If a shortage of memory (and the paging and swapping associated with limited memory) is slowing the performance of your system, you may need to reset the X server to free up memory resources.
Space that has been allocated to the X server is never freed to the system until the X server is terminated; it can be reused by the X server, but it is not freed. As a result, the amount of memory resources allocated to the X server is the largest amount of memory resources ever used by the X server at any single point in time in either the current session or any prior session. This amount can be rather large if at some point you opened a large number of windows, displayed PostScript text, and performed other windowing operations that consume a lot of memory.
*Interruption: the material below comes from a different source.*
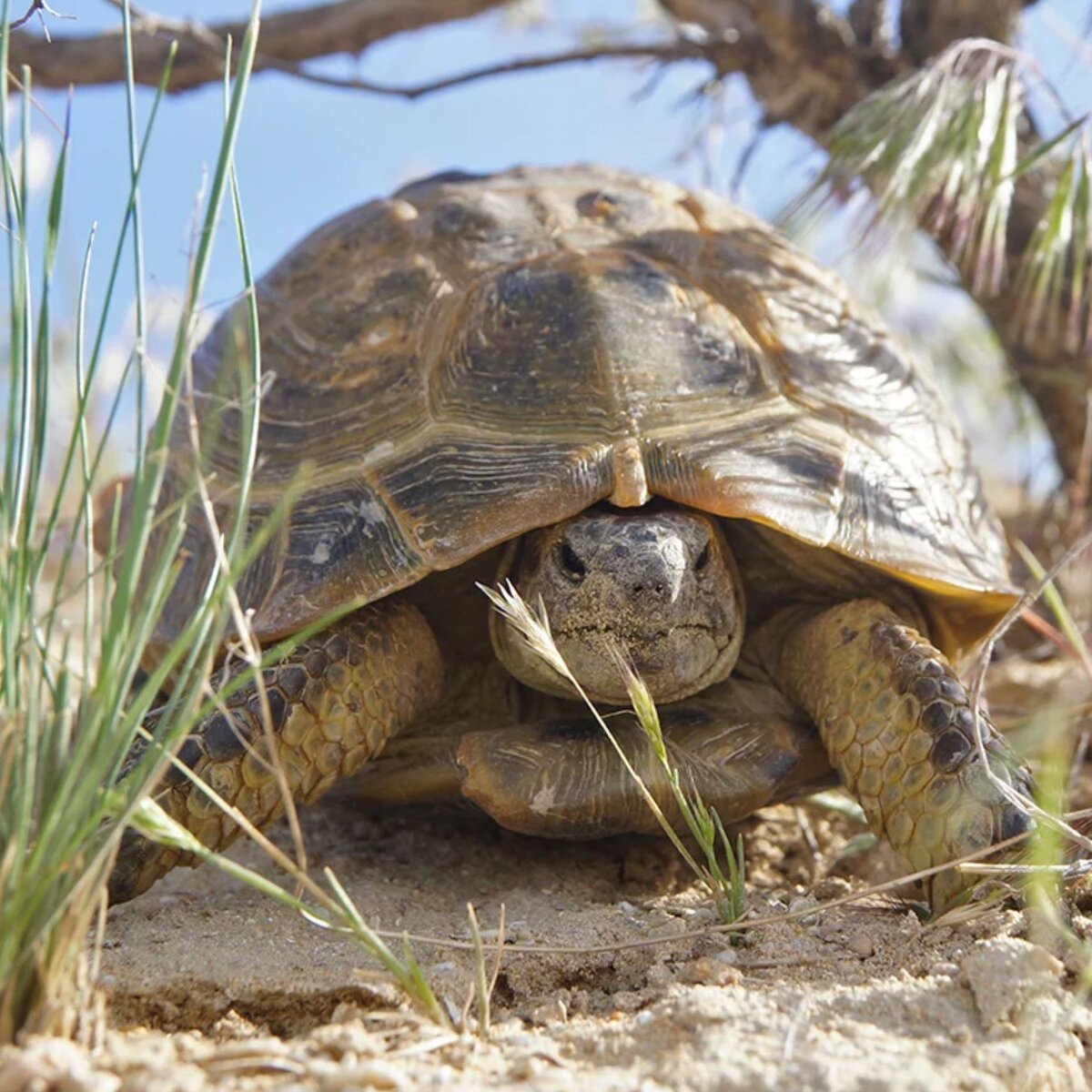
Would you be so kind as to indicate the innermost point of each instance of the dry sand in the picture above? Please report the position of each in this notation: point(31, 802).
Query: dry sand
point(212, 986)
To reset the X server and eliminate any reserve of unused memory that may have built up over time, you need to specify the -terminate option in the Xserver.conf file (/var/X11/Xserver.conf) and then kill the X server (kill pid). The X Display Manager, xdm, will automatically restart your X server. (Use the ps command to locate the process identification (PID) number for the X server.) With the -terminate option in effect, the X server will now reset upon each logout.
The Xserver.conf file contains information on how to add options. For example, the entry for the -terminate option, with no other options present in the entry, is as follows:
```
args < -terminate >
```
If you are running xdm, you can establish the -terminate option in either the Xserver.conf file or the Xservers file (/var/X11/xdm/Xservers).

On low-memory systems, compile Motif applications with the -shared option (the default) instead of the -non_shared option. Applications compiled with the -shared option have smaller executable files and consume fewer system resources than applications compiled with the -non_shared option. This is especially true for Motif applications; for example, a Motif application that is 400 KB with the -shared option may be as large as 4 MB with the -non_shared option.